Democracy Now (short name: DJ ) was one of the citizens' movements that emerged in the GDR during the time of the fall and that helped shape it. It was officially founded on September 12, 1989 and merged with parts of the New Forum and the Peace and Human Rights Initiative in Alliance 90 in 1991 .
Democracy Now had its roots in a working group "Initiative for Rejection of Practice and Principle of Demarcation" of the Berlin Evangelical Bartholomew Congregation . In April 1987, the latter had submitted a motion to the Synod of the Evangelical Church in Berlin-Brandenburg that it should reject the practice and principle of demarcation and at the same time stand up for a number of political demands, for example freedom of travel . In the formulation, he was consciously based on the "rejection of the spirit, logic and practice of deterrence", which the Synod of the Federation of Evangelical Churches in the GDR pronounced as a commitment to peace policy in 1983. After the synod had initially submitted the proposal to two of its committees and to the congregations for discussion, the working group made a call to Christians in the GDR to discuss this issue. As a result, seminars were held on this topic; The Synod of the Federation of Evangelical Churches in the GDR also dealt with the topic of demarcation in society in September 1987 and 1988. On August 13, 1989, an event took place in the Treptow Confession Church on the occasion of the 28th anniversary of the construction of the Wall , at which Hans-Jürgen Fischbeck , member of the working group, called for an oppositional collection movement for democratic renewal in the GDR.
Appeal for founding
On September 12, 1989, a “call for interference in one's own cause”, the founding call for Democracy Now, was passed in this working group. It bears 12 signatures from members of this working group, almost all of whom come from Berlin, among them the physicist and synodal Hans-Jürgen Fischbeck , the co-founder of the organization Women for Peace Ulrike Poppe , the church historian Wolfgang Ullmann and the film director Konrad Weiß . The appeal starts with the sentence "Our country lives in internal strife" and then describes the situation in the GDR in several paragraphs. Based on this, the founding of the citizens' movement “Democracy Now” is called and some general goals such as a “solidary society”, “freedom and human dignity for all”, “living pluralism ”, the rule of law and the harmony of economy and ecology are named. At a representatives meeting in early 1990, a basic program should be decided. The aim would be to participate in the next Volkskammer election with its own list .

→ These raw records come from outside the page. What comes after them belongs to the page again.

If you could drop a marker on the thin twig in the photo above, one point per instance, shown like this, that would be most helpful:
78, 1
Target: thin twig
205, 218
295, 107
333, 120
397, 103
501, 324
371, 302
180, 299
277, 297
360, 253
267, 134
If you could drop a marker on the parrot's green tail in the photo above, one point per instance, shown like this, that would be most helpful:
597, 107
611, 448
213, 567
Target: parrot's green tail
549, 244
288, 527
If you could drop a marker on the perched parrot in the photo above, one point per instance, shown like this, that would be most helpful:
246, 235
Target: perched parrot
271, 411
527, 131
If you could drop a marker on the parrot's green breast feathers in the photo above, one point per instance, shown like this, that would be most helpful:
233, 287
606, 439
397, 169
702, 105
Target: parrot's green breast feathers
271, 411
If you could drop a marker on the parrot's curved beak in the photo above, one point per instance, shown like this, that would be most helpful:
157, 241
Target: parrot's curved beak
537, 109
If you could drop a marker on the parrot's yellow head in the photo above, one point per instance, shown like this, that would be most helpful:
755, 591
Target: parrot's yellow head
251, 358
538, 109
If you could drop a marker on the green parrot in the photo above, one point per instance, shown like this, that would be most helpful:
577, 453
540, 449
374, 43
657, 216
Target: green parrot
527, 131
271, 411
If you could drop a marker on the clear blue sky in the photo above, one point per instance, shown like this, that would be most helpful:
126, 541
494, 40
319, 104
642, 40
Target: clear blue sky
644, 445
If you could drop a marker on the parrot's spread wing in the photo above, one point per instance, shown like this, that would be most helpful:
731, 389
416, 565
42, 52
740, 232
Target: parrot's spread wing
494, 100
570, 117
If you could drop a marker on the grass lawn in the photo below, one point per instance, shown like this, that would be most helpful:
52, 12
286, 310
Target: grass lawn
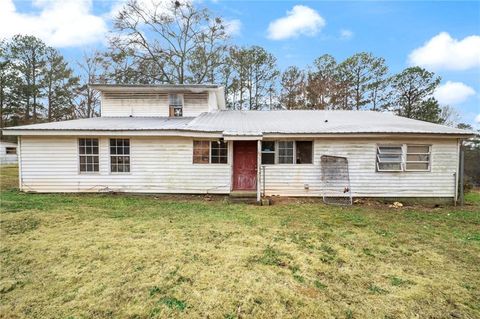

The appeal was accompanied by “Theses for a Democratic Reorganization in the GDR”, in which a large number of concrete political demands for the democratization of state and economy , for the decoupling of state and society as well as for ecological reorganization were raised. The unity of Germany was already formulated as a goal in these theses: “We invite the Germans in the Federal Republic to work towards a restructuring of their society that could enable a new unity of the German people in the domestic community of the European peoples. Both German states should reform each other for the sake of unity. "

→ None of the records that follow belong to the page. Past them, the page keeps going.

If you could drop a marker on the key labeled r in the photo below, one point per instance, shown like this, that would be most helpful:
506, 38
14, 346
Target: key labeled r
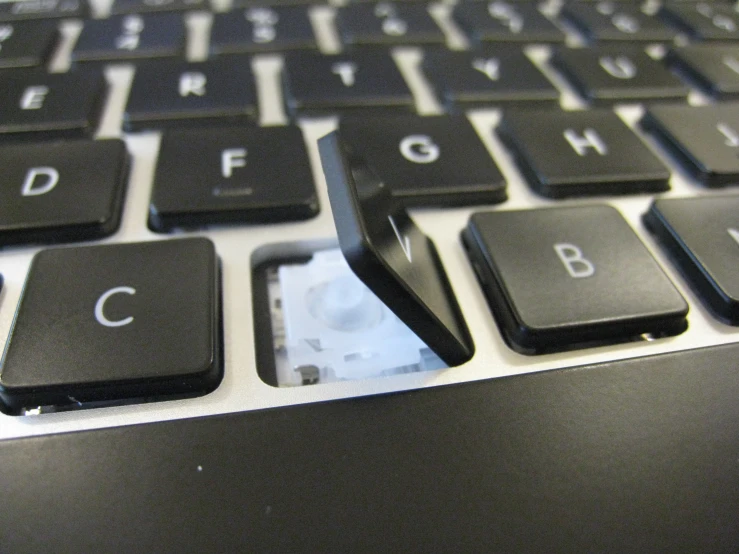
39, 180
576, 264
419, 149
192, 82
100, 307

At the end of October 1989, Democracy Now started a signature campaign to amend Article 1 of the constitution , which laid down the SED's claim to leadership. In November, Democracy Now spread the proposal of a " four-sided table " in which representatives of the SED , the bloc parties and members of the church and civil rights movements should take part, a proposal that was implemented in December in the form of the round table . From December the round table met, in which Democracy Now took part with two representatives. His speakers were Hans-Jürgen Fischbeck, Ulrike Poppe, Konrad Weiß and Wolfgang Ullmann.
For the 1990 Volkskammer election , Democracy Now stood in an electoral alliance with the New Forum and the Peace and Human Rights Initiative, which received 2.9% of the vote and 12 of the 400 seats. Together with the eight members of the Green Party in the GDR , they formed the Alliance 90 / Greens parliamentary group. Democracy Now stood up for a social and ecological market economy , for the rule of law and for the unity of Germany in three stages (rapprochement, confederation, federation of German states).

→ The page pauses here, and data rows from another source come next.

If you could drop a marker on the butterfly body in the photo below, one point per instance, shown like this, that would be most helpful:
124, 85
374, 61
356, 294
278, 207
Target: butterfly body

On September 21, 1991 in Potsdam from parts of the New Forum , the Initiative Peace and Human Rights and Democracy Now, Bündnis 90 was founded as a party, which in turn united with the Greens in May 1993 . In Saxony, Democracy Now founded the Alliance 90 / The Greens party in Saxony in September 1991 together with the Greens , the New Forum and the Peace and Human Rights Initiative.
- Wolfgang Ullmann : Democracy - now or never! Perspectives of Justice. Kyrill-und-Method-Verlag, Munich 1990, ISBN 3-927527-24-6 .
- Gerda Haufe, Karl Bruckmeier (ed.): The citizen movements in the GDR and in the East German states. Westdeutscher Verlag, Opladen 1993, ISBN 3-531-12479-X .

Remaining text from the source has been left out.